July 12, 2012
It took the Lenexa City Council about 26 minutes to approve $26 million in tax-increment financing for the Perceptive Software headquarters relocation project.
Following a brief July 11 public hearing, during which no one from the public spoke, the project was approved 7-0. It calls for Perceptive Software, currently headquartered in western Shawnee, to begin work on the first of two four-story, 120,000-square-foot buildings by Oct. 31 and to have it completed by Aug. 31, 2014. The second building must be started by June 30, 2014, and completed by Oct. 31, 2015.
“We feel like we have selected a site that is visionary and innovative,” Sherlyn Manson, Perceptive Software communications manager, said of the new headquarters location southwest of 89th Street and Renner Road in the Lenexa City Center development.
Steve Davis, director of real estate for Lexmark International, which bought Perceptive Software for $280 million two years ago, said one of the first orders of business after the acquisition was to find a site for the software company’s continuing growth. The mixed-use Lenexa City Center project, which has been stalled by the recession, “fits in with the high-tech nature of Perceptive Software,” Davis said.
Shawnee city officials, however, have suggested that Perceptive Software’s move, to a site just four miles away, was motivated primarily by lavish incentives offered out of desperation to get Lenexa City Center on track after 10 years.
Mayor Jeff Meyers said he thought Shawnee was in the ballpark with the incentive offer it made to keep Perceptive Software from moving its nearly 700-job headquarters to Lenexa.
“But $26 million? Oh, my God,” the mayor said after learning of the tax-increment financing package offered to the company.
Tax-increment financing, or TIF, allows tax revenue generated by project improvements to be diverted for an extended period, in this case 20 years, to cover eligible development expenses.
To help finance Perceptive Software’s relocation and expansion plan, the Lenexa City Council approved $15.15 million in TIF reimbursements to the company and another $10.85 million in TIF reimbursements to the city of Lenexa.
The city’s reimbursable costs include $3.4 million for the 12.4 acres of land it agreed to convey to Perceptive Software as part of the incentive offer. The $3.4 million is based on a land value of $6.36 per square foot. And according to the TIF plan, Perceptive Software will have to pay that price for 56,000 square feet of the land — a total of $354,160 — if it has not begun construction of a third building on that parcel by Aug. 1, 2017.
Shortly after Perceptive Software’s June 1 announcement that it was moving, Mayor Meyers and Andrew Nave, executive director of the Shawnee Economic Development Council, told The Dispatch they had heard Lenexa had sweetened the pot with free land.

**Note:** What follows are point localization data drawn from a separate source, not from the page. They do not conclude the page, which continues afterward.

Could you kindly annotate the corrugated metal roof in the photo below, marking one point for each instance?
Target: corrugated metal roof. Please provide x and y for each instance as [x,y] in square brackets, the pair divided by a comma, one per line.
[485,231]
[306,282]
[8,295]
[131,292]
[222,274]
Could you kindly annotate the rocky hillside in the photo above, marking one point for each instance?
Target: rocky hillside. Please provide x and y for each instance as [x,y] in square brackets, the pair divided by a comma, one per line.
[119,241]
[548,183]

“They’ve opened a can of worms,” Meyers said. “All of a sudden, people are going to be expecting free land to be part of incentive packages. That’s not good for the communities, the county or the state.”

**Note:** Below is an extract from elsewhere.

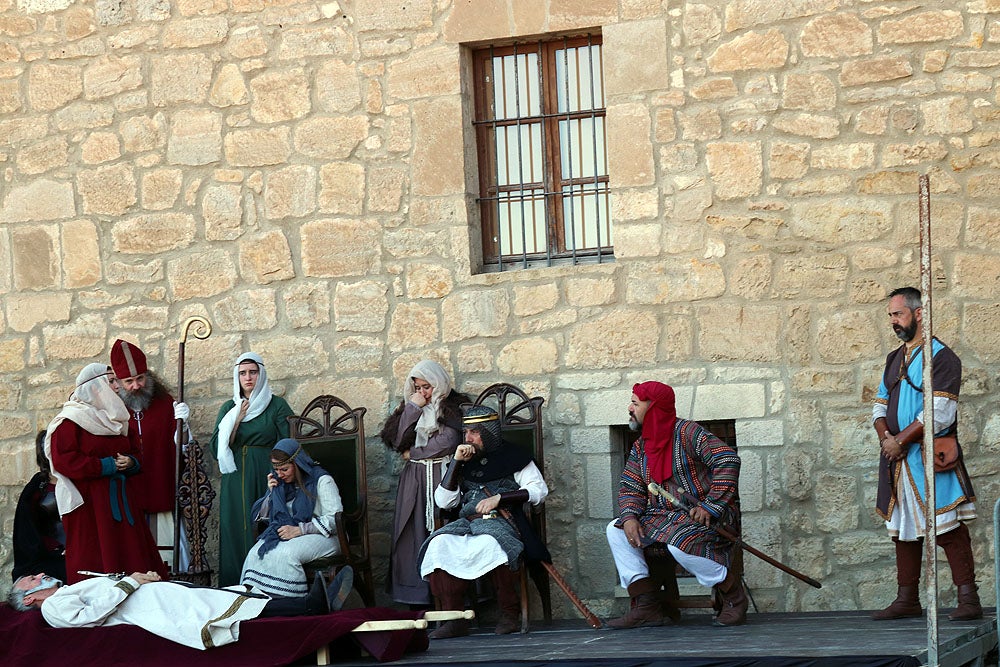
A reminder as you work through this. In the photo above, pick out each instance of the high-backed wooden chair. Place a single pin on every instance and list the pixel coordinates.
(521, 425)
(333, 433)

Blake Schreck, president of the Lenexa Chamber of Commerce, said Lenexa isn’t the first Johnson County city to offer free land to entice a development. In 2006, the city of Olathe donated 92 acres for a Kansas Bioscience Authority business park and adjacent satellite campus for Kansas State University,
Nevertheless, Meyers called the Lenexa incentive offer “shocking.”
“Holy cow, that’s unheard of,” the mayor said of the $26 million total — nearly half of the $54 million value of the phase 1 and 2 buildings Perceptive Software plans to build.
“Were we going to offer anywhere close to $26 million? Absolutely not,” Nave said.
However, Perceptive Software’s cost of staying and expanding in Shawnee, where it would have had to build only one building, was about half of the cost of its plan for Lenexa City Center and, thus, required fewer incentives, Nave said.
In 2005, Shawnee approved a 10-year, 75 percent tax abatement for the building Perceptive Software currently leases at 22701 W. 68th Terrace in the Shawnee Crossings development. But a year ago, with four years remaining on its lease, Perceptive began exploring expansion alternatives and soliciting incentive proposals.
One of the cities considered was Lexington, Ky., home to Lexmark International. But according to Meyers, Lexington was ruled out, narrowing the competition to sites in Shawnee, Lenexa and Olathe.
Nave said he was confident Shawnee could fill the Perceptive Software space by the time the company vacates it in two to three years.